Ini dilakukan K-popers untuk melindungi pengunjuk rasa dari kekerasan polisi. Dallas Police Department sebelumnya meminta masyarakat agar melaporkan aksi unjuk rasa BLM yang dinilai ”ilegal” melalui aplikasi iWatch Dallas secara anonim (Kompas, 8/7/2020).
Mengerjai Trump
Para pengguna Tiktok dan K-Popers mengklaim sebagai dalang prank yang terjadi Juni 2020 terhadap Presiden AS Donald Trump. Mereka menyabotase kampanye Trump di BOK Center, Tulsa, Oklahoma dengan memesan tiket dalam jumlah banyak tanpa niat untuk hadir. Ada 19.000 kursi di sana, tetapi kurang dari 6.200 kursi yang akhirnya terisi (Kompas, 22/6/2020).
Seorang mahasiswa dan pendukung partai demokrat di AS mengatakan, ia punya alasan khusus untuk berpartisipasi pada prank atau lelucon. Itu karena Tulsa punya sejarah kelam terhadap rasisme dan kekerasan terhadap orang berkulit hitam di AS 100 tahun lalu.
Padahal, warga AS sedang menyoroti kasus rasisme setelah kematian lelaki berkulit hitam, George Floyd, di bawah lutut polisi. Sorotan itu berubah menjadi gerakan nasional bertajuk Black Lives Matter.
”Saya mendengar prank itu dari penggemar BTS. Begitu saya melihatnya di Tiktok, saya rasa ini akan jadi besar,” katanya seperti dikutip dari Reuters.
Kekuatan besar
Pakar budaya digital Universitas Indonesia, Firman Kurniawan, mengatakan, jumlah K-popers yang besar dan tersebar menjadi kekuatan penekan ketika dibutuhkan. ”Contohnya ada di gerakan mereka terhadap Trump. Terlepas dari etis tidaknya tindakan mereka, kita harus mengakui bahwa ada kekuatan (publik) yang harus diperhitungkan,” ujarnya.
K-popers dinilai sudah mengerti posisi tawarnya di dunia maya. Adapun realitas di dunia nyata akan terpengaruh dari dunia maya. Menurut Firman, kekuatan massa K-popers tidak bisa diremehkan.
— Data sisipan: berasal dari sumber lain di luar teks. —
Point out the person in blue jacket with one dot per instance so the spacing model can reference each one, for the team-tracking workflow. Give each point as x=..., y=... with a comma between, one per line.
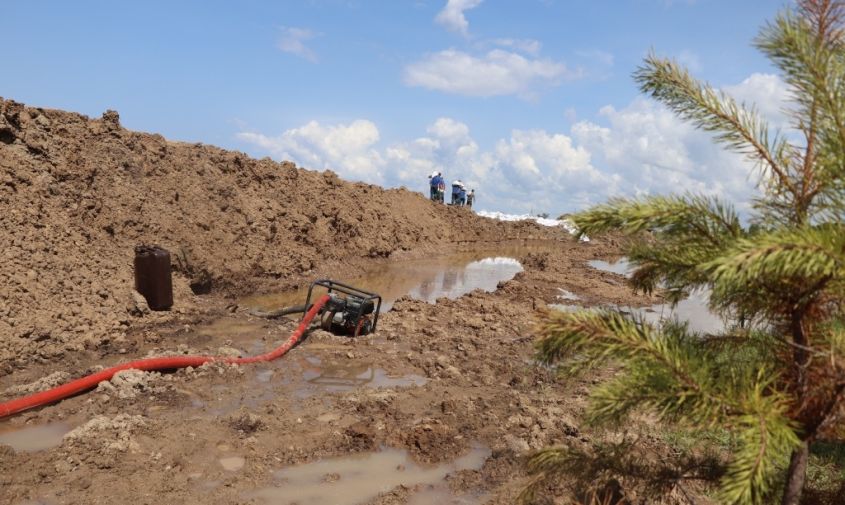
x=456, y=191
x=434, y=181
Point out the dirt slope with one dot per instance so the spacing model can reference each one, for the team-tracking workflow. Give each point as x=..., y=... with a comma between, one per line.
x=77, y=194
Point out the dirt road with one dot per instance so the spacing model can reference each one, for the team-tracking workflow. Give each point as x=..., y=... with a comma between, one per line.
x=435, y=383
x=438, y=406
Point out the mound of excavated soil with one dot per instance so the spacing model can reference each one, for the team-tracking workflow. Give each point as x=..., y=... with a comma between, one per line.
x=77, y=194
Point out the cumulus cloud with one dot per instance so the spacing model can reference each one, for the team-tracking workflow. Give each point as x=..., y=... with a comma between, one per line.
x=452, y=15
x=638, y=149
x=292, y=40
x=768, y=93
x=346, y=148
x=498, y=72
x=529, y=46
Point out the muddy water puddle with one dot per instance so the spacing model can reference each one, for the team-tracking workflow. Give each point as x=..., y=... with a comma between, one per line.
x=333, y=376
x=693, y=309
x=620, y=266
x=33, y=438
x=427, y=279
x=351, y=480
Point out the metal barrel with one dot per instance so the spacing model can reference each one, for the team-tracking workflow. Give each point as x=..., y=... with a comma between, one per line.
x=152, y=276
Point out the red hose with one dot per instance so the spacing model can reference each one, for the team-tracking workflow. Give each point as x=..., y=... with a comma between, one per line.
x=165, y=363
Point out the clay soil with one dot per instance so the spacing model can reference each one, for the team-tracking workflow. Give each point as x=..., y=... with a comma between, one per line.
x=77, y=195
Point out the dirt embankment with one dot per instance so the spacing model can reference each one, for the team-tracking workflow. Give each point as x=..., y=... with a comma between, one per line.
x=77, y=194
x=469, y=379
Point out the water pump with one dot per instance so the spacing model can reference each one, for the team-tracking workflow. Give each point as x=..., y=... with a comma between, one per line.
x=349, y=310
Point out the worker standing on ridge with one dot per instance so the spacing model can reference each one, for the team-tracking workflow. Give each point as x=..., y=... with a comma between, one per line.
x=456, y=191
x=441, y=188
x=432, y=184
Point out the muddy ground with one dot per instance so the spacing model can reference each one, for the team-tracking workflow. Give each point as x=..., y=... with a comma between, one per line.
x=435, y=380
x=440, y=405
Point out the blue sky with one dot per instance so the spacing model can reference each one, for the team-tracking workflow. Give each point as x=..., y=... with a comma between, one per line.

Mereka semula dianggap remeh dan menyebalkan oleh warganet. Alasannya karena sering mengunggah konten seputar idola-idola mereka. Kendati demikian, K-popers punya kekuatan untuk membangun sentimen publik.
”Di era pascakebenaran, substansi kebenaran bukan yang utama, tetapi jumlah pendukung. Sentimen publik yang besar akan menciptakan tekanan dan menggerakkan (massa). Ini adalah kelemahan sekaligus peluang dari dunia digital,” ucap Firman.